Tunnel Service is built on Tablestore APIs to provide tunnels that are used to export and consume data in full, incremental, and differential modes. After you create tunnels, you can consume historical and incremental data exported from the specified table.

A tunnel client is an automatic data consumption framework of Tunnel Service. The tunnel client performs the following operations by regularly detecting heartbeats:
  • Detect active channels.
  • Update the statuses of channels and channel connections.
  • Initialize, run, and terminate data processing tasks.

You can use TunnelWorkerConfig to configure the tunnel client as follows:

  • Configure the interval to detect heartbeats and the timeout period to receive heartbeats.
  • Record the interval between the checkpoints when data was consumed.
  • Customize the client tag.
  • Customize the callback to process data.
  • Configure the thread pool to read and process data.
  • Configure the memory control. This configuration applies to Tablestore SDK V5.4.0 and later.
  • Configure the maximum backoff time. This configuration applies to Tablestore SDK V5.4.0 and later.

Configurations

  • Heartbeat
    • HeartbeatTimeoutInSec: the timeout period to receive heartbeats. Default value: 300s. When a heartbeat timeout occurs, the tunnel server considers that the current tunnel client is not available. The tunnel client must try to connect to the tunnel server again.
    • HeartbeatIntervalInSec: the interval to detect heartbeats. Default value: 30s. You can detect heartbeats to detect active channels, update the status of channels, and automatically initialize data processing tasks. Minimum value: 5s.
  • Interval between checkpoints

    checkpointIntervalInMillis: the interval between checkpoints when data was consumed. The interval is recorded on the tunnel server. Unit: ms. Default value: 5000.

    Note
    • Data to read is stored in different servers. Various errors may occur when you run processes. For example, the server may restart due to environmental factors. The tunnel server regularly records checkpoints after data is processed. A task processes data from the last checkpoint after the task is restarted. In exceptional conditions, Tunnel Service may sequentially synchronize data once or multiple times. If some data is reprocessed, check the business processing logic.
    • To prevent data being reprocessed in the case of errors, record more checkpoints. However, too many checkpoints may compromise the system throughput. We recommend that you record the checkpoints as needed.
  • The client tag

    clientTag: the custom client tag that is used to generate a tunnel client ID. You can customize this parameter to uniquely identify TunnelWorkers.

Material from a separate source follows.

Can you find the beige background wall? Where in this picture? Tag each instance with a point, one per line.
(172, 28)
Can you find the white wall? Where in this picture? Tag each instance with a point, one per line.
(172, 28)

  • The custom callback to process data

    channelProcessor: the callback that you register to process data, including the process and shutdown methods.

  • The configuration of the thread pool to read and process data
    • readRecordsExecutor: the thread pool to read data. Use the default configuration if there are no special requirements.
    • processRecordsExecutor: the thread pool to process data. Use the default configuration if there are no special requirements.
    Note
    • When you customize the thread pool, we recommend that the number of threads in the pool and the number of the channels in the tunnel be the same. This way, each channel can be quickly allocated with compute resources such as CPU.
    • The following operations are performed for default configurations to ensure throughput:
      • Allocate 32 core threads in advance to guarantee real-time throughput when there is a small amount of data or a small number of channels.
      • Reduce the queue length when there is a large amount of data to process or when there is a large number of channels. This way, the policy is triggered to create a thread in the pool and quickly allocate more compute resources.
      • Set the thread keep-alive time to 60s. When the data to process is reduced, thread resources can be recycled.
  • Memory control

    maxChannelParallel: the concurrency level of channels to read and process data for memory control. The default value is -1, indicating that the concurrency level is not limited.

    Note This configuration applies to Tablestore SDK V5.4.0 and later.
  • Maximum backoff time

    maxRetryIntervalInMillis: the reference value to calculate the maximum backoff time for the tunnel. Minimum value: 200 ms. Default value: 2000 ms. The maximum backoff time is random around the reference value. Valid values of the maximum backoff time: 0.75 × maxRetryIntervalInMillis to 1.25 × maxRetryIntervalInMillis.

    Note
    • This configuration applies to Tablestore SDK V5.4.0 and later.
    • When there is a small amount of data (smaller than 900 KB or 500 pieces for each export) to process, the tunnel client uses exponential backoff for the tunnel until the maximum backoff time is exceeded.